Birhane formed her business when she noticed the high rate of turnover within the technology sales industry. “Business-to-business tech sales has the highest sales staff turnover of any industry at over 30%,” she said. “Losing sales team members can be a very costly problem in terms of severance pay and the time and money spent onboarding new sales professionals, only to lose them within three-to-six months. After running several experiments and iterations, I founded Meri Consulting Services to help tech companies train and retain their sales talent.” 

However, Birhane found that her path toward entrepreneurship was anything but a straight one. In 2012, she had completed her undergraduate degree at UCLA and was enrolled at the university’s Fielding School of Public Health when she ran into an old friend who was passionate about entrepreneurship. “I was unsure if I wanted to become a public health professional after graduate school,” she said. “I told my friend about my business idea, Clothing Cam, a software that would allow users to tag and purchase items on social media. With a nudge from my friend, I decided to apply to a business school with an entrepreneurship focus and I learned that SDSU’s entrepreneurship program was highly ranked. So, after receiving her Master’s in Public Health at UCLA, “I packed my belongings, broke up with my boyfriend and moved to San Diego to pursue entrepreneurship at SDSU.”

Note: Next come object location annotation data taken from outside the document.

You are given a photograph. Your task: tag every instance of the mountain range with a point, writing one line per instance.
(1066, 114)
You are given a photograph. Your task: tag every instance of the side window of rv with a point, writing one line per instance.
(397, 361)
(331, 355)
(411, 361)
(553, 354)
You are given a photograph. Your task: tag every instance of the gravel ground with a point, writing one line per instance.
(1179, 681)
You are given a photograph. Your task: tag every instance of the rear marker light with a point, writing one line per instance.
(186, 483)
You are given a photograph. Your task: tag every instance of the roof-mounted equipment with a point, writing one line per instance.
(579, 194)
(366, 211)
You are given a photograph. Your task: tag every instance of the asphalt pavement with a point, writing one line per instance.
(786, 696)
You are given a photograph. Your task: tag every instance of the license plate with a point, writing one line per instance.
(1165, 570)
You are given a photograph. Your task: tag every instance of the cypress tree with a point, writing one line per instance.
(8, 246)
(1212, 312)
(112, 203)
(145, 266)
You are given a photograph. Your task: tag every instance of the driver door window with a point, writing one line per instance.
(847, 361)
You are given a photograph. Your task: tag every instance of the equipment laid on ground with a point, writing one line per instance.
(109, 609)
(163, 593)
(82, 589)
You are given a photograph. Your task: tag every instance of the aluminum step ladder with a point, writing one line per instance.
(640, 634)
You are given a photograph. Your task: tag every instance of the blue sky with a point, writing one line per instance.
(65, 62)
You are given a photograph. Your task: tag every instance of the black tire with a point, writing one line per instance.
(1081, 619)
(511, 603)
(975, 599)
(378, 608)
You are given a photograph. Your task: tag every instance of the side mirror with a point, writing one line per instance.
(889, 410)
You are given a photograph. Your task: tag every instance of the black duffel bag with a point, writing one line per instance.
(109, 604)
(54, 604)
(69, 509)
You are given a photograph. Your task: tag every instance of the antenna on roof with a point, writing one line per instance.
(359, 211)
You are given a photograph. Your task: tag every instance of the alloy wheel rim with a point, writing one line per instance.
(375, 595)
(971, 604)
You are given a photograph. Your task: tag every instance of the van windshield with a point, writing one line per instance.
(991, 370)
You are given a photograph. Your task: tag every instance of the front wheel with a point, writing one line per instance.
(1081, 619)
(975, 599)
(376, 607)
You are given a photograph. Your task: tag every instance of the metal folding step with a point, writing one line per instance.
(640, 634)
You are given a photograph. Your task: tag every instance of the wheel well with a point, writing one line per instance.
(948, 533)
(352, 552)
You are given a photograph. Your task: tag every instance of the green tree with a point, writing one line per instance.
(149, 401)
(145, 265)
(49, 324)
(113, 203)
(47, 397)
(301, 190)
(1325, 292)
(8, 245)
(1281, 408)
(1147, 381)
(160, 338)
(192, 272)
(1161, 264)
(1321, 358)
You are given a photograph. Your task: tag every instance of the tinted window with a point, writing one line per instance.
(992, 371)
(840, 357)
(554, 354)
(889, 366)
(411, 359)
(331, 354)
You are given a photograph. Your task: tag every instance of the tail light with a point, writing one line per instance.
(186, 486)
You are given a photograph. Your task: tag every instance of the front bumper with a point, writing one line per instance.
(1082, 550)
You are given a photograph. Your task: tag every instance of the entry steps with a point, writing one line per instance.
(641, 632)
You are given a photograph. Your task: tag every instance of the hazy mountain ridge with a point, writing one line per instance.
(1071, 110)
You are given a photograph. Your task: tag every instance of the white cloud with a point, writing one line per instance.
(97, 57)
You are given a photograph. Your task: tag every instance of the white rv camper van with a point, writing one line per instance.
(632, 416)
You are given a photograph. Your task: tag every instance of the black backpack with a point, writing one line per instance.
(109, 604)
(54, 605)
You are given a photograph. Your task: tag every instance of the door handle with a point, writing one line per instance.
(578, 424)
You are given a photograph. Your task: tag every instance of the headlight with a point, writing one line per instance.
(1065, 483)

Shortly after arriving at SDSU, Birhane joined the ZIP Launchpad to give her the tools she needed to establish a business. After surveying students at SDSU and UCSD, she found that her initial idea of streamlining purchases through social media was not as popular as finding a solution for limited campus parking, so she founded Go Ryder which was intended to offer students on-campus valet parking. 

When Birhane decided to test the idea during a campus event, her two partners offered to work as valets for the evening. But before the event even got started, the partners unsuccessfully demanded more equity in the business, then walked out with one of her key resources. “They ended up taking my website domain,” she said. The moral of the story? “Choose your business partners wisely and be sure to pay for your website domain using your own credit card.” 

Not long after, Birhane was introduced to Fowler alumnus, Craig Stevens (’82, finance), who agreed to mentor her as she looked for her next business idea. “Craig coached me in the importance of learning to sell,” she said. “He also helped me land my first corporate business development job out of business school.” 

Although Birhane was working as a portfolio manager and an account executive in the corporate world for five years after she graduated from SDSU, she never lost her desire to establish her own business and in 2017, she founded Meri Consulting Services while she simultaneously worked in corporate sales. In March 2020, she left the corporate world to concentrate on her business full-time. “I took all the lessons I learned at the ZIP Launchpad and, later, the CONNECT ALL @ The Jacobs Center, to launch my business,” said Birhane. “It’s a Black-owned, woman-led firm founded to help IT providers, startups, and sales professionals book more sales meetings, increase revenue and reduce salesforce turnover rates.” 

Birhane also used those lessons to launch Empowerment Mastermind and to offer five pieces of advice for future entrepreneurs: 

  1. Network and obtain a mentor
  2. Conduct customer interviews to identify a true problem worth solving
  3. Map out your problem or solution using a business model canvas
  4. Build your minimum viable product without large capital investment and run experiments 
  5. Focus on execution and generating sales, not pitch decks and raising money

While Birhane is now focused on her road to success in her own company, she realizes her willingness to take a risk in coming to SDSU was the key to putting her in the driver’s seat. “All of these experiences would not have been possible without leaving my comfortable life in Los Angeles and moving to San Diego to follow my entrepreneurship dream,” she said. “Now in the midst of a pandemic, I can look back at my time at SDSU and appreciate the amazing opportunities I had, the risks I took, and the memories that were created.”